There was still time for Adam to collect his inevitable yellow card – for dissent. He isn’t out of place in Mark Hughes’ team. In the loss to Chelsea, Stoke collected six yellow cards, the most by any team in any match in the Premier League this season.
• Counting down -- With the win over Stoke, Chelsea stretched its lead at the top of the EPL to seven points ahead of Manchester City’s game on Monday. That seemed to prepare José Mourinho to tempt the soccer fates and play magic numbers.
“In this moment, it is five victories and one draw,” the Chelsea manager told the BBC. “Every victory and a draw is one step ahead. The others know they have to win every game.”
It was another unimpressive and slightly lucky victory, but it kept Chelsea firmly in the driving seat. It travels to QPR next Sunday and then faces Arsenal and Manchester United. Mourinho’s emphasis of the value of draws suggests he might be contemplating some bus parking.

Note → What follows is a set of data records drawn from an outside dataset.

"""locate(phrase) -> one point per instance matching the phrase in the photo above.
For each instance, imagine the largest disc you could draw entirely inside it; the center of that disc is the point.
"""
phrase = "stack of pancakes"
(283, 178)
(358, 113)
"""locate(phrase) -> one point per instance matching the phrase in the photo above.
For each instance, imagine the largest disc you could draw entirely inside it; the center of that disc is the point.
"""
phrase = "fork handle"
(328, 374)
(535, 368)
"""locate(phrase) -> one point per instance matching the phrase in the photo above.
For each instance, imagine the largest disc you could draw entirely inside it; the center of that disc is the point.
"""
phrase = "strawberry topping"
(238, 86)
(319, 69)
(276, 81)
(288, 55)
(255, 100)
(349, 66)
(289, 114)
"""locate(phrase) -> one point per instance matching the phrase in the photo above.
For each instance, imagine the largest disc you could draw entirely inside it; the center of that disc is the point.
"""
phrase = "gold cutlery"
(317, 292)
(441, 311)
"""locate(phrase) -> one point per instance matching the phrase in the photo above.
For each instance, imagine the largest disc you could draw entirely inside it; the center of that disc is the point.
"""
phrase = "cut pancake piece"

• Managers love scorers -- Being kissed by Louis van Gaal is probably as scary as having a shoe thrown at your head by Alex Ferguson, although, presumably, the intent is different.
On Saturday at half time, van Gaal kissed Ander Herrera after the midfielder had scored the goal that put Manchester United ahead against visiting Aston Villa. Van Gaal explained that in training the day before he had told Herrera to take a touch before shooting, and that’s what the Spanish midfielder had done.
Herrera did it his way as he sealed a 3-1 victory with a first-time shot in added time.
"I came after the second half to him and he said 'Without control I can do it also!’ ”Van Gaal told MUTV.
The other United goal was a spectacular effort by Rooney. Van Gaal didn’t kiss him.
With Robin Van Persie fading even when fit and Falcao failing to fire, Van Gaal knows United cannot rely only on Rooney for goals.
Herrera has now scored five times this season with just five shots on target. He’s scoring the goals that earn a manager’s love.
• The joy of success -- Mesut Ozil may not enjoy working hard in a struggling team, but he is clearly an asset for a side that is playing well. Surrounded by good players, Ozil can be great.
On Saturday, Ozil, Alexis Sánchez, Olivier Giroud, Aaron Ramsey, Santi Cazorla and even the teenage right back, Héctor Bellerín, all dazzled as Arsenal humiliated Liverpool, 4-1.
There were still moments when Arsenal’s defense had bigger holes than the ozone layer. In attack, after some early misses, Arsenal was unstoppable. Bellerín, Ozil, Sánchez and Giroud all scored great goals.
“The pace and the passing was great,” Wenger told the BBC. “We can score goals against anybody.”
Chelsea at home and Manchester United away will test that boast and provide a sterner examination of how tough Ozil and Arsenal are when the going is tough. On Saturday, Arsenal was breathtaking.
Liverpool, which signaled its fear by starting with Daniel Sturridge on the bench, is back where it has been for most of the last decade: battling Tottenham for fifth place.